Clarke plays DC Martin Young, who sets up an observation post in the home of Zoe, who happens to be a secret voyeur, as her windows command a direct sightline into the home of missing primary school teacher Gemma Hillman and boyfriend Greg, the prime suspect behind her disappearance.

“Zoe’s a really challenging character – a hard-working single mum trying her best, but also flawed, messy, complicated, complex and vulnerable, even though she doesn’t like to show it,” said Alexandra.

“She has a penchant for spying on her neighbours – she really wants a connection, because she’s lonely, and finds a hobby of looking out the window. Noel Clarke’s character comes in with all his surveillance equipment, but she already knows a lot about the other characters on the street and their secret lives.”

The cast was in rehearsals last year when the first lockdown shut the production down. As well as concentrating on her writing – she has a number of projects in development under her Yes Mate production company with her co-writer, and also produced an Instagram series during the early months of the pandemic – the enforced break gave Alexandra time to get into the mind of her character.

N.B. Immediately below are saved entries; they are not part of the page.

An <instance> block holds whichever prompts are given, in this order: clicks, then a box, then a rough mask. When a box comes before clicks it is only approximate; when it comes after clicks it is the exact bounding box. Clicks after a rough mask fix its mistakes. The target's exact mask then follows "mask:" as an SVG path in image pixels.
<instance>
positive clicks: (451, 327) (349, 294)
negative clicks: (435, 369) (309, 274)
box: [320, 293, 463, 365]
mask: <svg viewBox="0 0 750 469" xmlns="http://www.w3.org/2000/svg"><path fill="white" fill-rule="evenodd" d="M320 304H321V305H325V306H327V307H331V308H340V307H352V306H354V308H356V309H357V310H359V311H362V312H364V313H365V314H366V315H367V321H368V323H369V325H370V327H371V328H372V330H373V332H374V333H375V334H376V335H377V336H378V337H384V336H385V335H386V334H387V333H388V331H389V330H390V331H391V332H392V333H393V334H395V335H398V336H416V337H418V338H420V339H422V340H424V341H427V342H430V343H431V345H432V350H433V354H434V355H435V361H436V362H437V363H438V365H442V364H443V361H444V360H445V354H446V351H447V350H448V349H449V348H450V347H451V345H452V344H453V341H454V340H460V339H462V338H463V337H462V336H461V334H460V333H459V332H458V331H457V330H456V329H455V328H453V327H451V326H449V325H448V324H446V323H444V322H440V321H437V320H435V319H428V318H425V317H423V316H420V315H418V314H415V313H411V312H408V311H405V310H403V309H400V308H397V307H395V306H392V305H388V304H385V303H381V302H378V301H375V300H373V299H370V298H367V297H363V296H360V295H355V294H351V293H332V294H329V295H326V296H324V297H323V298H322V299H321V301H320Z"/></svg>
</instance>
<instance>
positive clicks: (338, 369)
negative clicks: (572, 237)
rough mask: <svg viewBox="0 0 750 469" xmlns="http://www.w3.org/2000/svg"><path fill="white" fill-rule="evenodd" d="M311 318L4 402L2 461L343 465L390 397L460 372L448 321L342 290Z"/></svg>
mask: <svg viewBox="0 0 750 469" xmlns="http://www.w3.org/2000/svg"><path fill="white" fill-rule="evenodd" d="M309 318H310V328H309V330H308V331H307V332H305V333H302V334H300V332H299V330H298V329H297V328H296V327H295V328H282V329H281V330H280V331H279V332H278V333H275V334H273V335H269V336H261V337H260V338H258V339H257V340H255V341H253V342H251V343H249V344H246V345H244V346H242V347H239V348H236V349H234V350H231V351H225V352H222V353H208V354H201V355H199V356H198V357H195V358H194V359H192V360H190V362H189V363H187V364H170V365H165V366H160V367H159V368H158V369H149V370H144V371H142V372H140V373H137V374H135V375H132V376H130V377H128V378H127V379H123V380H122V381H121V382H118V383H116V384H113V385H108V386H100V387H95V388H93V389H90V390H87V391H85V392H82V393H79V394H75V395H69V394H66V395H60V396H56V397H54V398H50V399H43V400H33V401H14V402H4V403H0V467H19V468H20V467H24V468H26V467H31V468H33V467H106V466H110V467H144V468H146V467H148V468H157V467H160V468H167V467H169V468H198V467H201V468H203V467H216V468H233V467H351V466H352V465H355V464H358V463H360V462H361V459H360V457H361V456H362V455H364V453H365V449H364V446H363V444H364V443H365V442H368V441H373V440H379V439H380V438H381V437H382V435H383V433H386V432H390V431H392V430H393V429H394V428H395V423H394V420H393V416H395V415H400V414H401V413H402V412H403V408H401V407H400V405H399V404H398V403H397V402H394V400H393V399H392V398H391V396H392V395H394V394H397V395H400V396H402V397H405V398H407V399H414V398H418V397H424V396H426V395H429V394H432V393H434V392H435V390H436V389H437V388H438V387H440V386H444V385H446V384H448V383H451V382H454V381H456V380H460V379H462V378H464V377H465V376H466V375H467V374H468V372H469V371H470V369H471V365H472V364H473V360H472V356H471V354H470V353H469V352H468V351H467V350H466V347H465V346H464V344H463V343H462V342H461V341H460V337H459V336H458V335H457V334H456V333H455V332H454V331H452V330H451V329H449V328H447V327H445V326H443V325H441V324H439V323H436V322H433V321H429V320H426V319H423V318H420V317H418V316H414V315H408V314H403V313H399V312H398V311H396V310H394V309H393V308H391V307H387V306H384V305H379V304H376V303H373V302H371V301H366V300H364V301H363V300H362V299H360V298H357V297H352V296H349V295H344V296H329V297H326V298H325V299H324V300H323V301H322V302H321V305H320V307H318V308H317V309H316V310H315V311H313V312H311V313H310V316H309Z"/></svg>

“It allowed me to step into her shoes, being isolated in my house away from my family and friends,” added Alexandra. “We were one of the first productions to go back and we all felt a sense of responsibility to show that the protocols worked.

“It was six months but we managed it without standing down and that felt like a massive accomplishment.

“I’m looking forward to Viewpoint airing and then in a few months I’m starting to shoot a new series but I’m not allowed to say what it is yet.”

Before that, though, she’ll welcome the new addition to the family.

“I’m eight months’ pregnant and I’m looking forward to it – it’s all very new to me and who knows what it’s going to be like, but I’m up for the challenge!”